The young college woman responded beautiful to her ‘bullies’ and her story is one of inspiration. The 8th grader in Oklahoma is dead at his own hand. What is the difference? There is the fact that the young college woman has her faith, is in fact deeply devoted. I would think the fact that she was being mocked (bullied) as a result of that faith was in part why she was able to stand up so elegantly to her mockers. But there is another important difference between the two. The college woman is an adult. She has had time to develop her sense of self, her faith, and her place in the world. The 13 year old boy from Oklahoma had not.
Children are meant to grow *into* adulthood. They are *not* mini-adults. I’m often shocked, appalled, and saddened by the attitude so many adults have concerning children – ones with children and ones without. A seven year old, or even a fourteen year old, is not capable of ‘handling’ the stresses of adulthood. To believe they can is not merely absurd, but criminal – in my mind. Many, many children SURVIVE the horrors of school. In order to feel okay with what they endured they serve up platitudes, ones they may even have convinced themselves are truth, about why it’s ‘ok’ that they went through what they went through. “It made me grow up, it toughened me up, it taught me valuable life lessons.” And so on. However, if shown another way, a better way, not one of those adults (if honest) wouldn’t have said, ‘yes, I choose this other option.” I know I would have.
There is no reason a child of any age should *have* to endure what some – no, what many – endure in the public school setting. And do you know why? We don’t except adults to endure it in the real world! You take a job at a company and you are harassed because you are a woman, you are a person of color, you are gay, or your co-workers think you are weird, and there are laws in place to protect you, to help you, to stop the harassment! Why – because as a society we have determined it is WRONG for those actions to be perpetuated onto another member of society. A co-worker writes ‘slut’ across your chair everyday at work and what happens? There is an investigation and the guilty party is punished – fired from her/his job, sued by you, and so on. A co-worker gets upset with you, for whatever reason, and punches you in the face or jumps you from behind the bathroom door at work. What happens? He’s arrested for assault and battery. He loses his job. You do not have to continue to go to work and live in terror that you are going to get punched in this face by a bully.
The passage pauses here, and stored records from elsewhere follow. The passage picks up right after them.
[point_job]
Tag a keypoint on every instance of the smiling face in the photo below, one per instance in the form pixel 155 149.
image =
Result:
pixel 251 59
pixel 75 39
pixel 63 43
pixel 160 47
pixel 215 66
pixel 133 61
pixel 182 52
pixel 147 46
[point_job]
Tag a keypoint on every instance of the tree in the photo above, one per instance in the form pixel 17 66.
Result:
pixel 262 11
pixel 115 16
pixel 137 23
Why do we offer less to our children?
Dealing with ‘difficult’ people is something that everyone has to do in life. But, here’s the paradox. Everyone is difficult. Yes, everyone! The only thing that makes someone not difficult for you is that you find common ground with that person. You have similar ways of thinking, or conducting yourself. You ‘click’ with people. Some are able to find common ground more easily, with more people, than others. The majority of the people, the vast majority, that are in the workplace today were public schooled. If public school were the Holy Grail of socialization, we would have a better society today, instead of what we do have. If surviving those ‘tough life lessons’ during elementary, middle, and high school years is a Beta test for the abilities of adults to thrive in society as an adult, would we grade society as having passed or failed? Saying that home schooling harms children is as ignorant as saying that public school ensures success for children. Saying that children need to survive the brutality of bullies inside the walls of public school is criminal. At the very least, if I’m at work and I’m harassed and no one will do anything about it, I can quit and walk away. We don’t even allow children THAT right inside the prison of public school.
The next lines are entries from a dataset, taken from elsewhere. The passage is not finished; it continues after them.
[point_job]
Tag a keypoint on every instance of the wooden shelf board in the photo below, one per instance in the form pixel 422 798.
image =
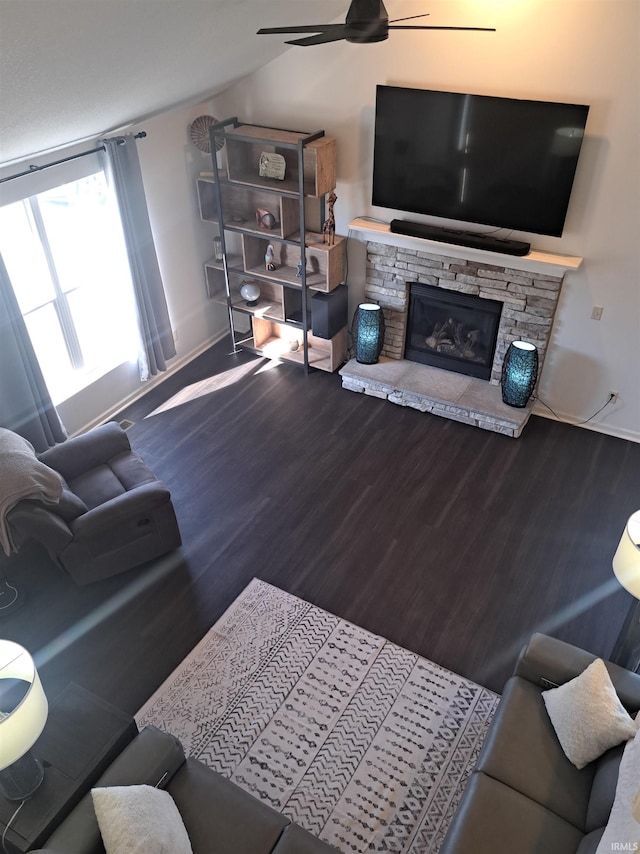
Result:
pixel 272 136
pixel 232 261
pixel 275 348
pixel 287 275
pixel 270 309
pixel 286 188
Most Americans believe in freedom; the freedom to choose one’s path in life. Some want to take away the freedoms of those who are of a different religious position, political position, or even from those whose skin color or sexual orientation is ‘different’. Those Americans who believe those freedoms should belong to all, should be in total support of anti-bullying laws, the freedom to home school, and even the movement to tear down and rebuild the public educational system so that our children – the future of our society – are FREE to be who they are, in a setting that not only encourages, but protects, their rights to explore, to think, to learn, to grow without fear. With that pipe dream firmly in place, I say that home schooling is a completely appropriate answer to the question, “How does one avoid bullying at school?”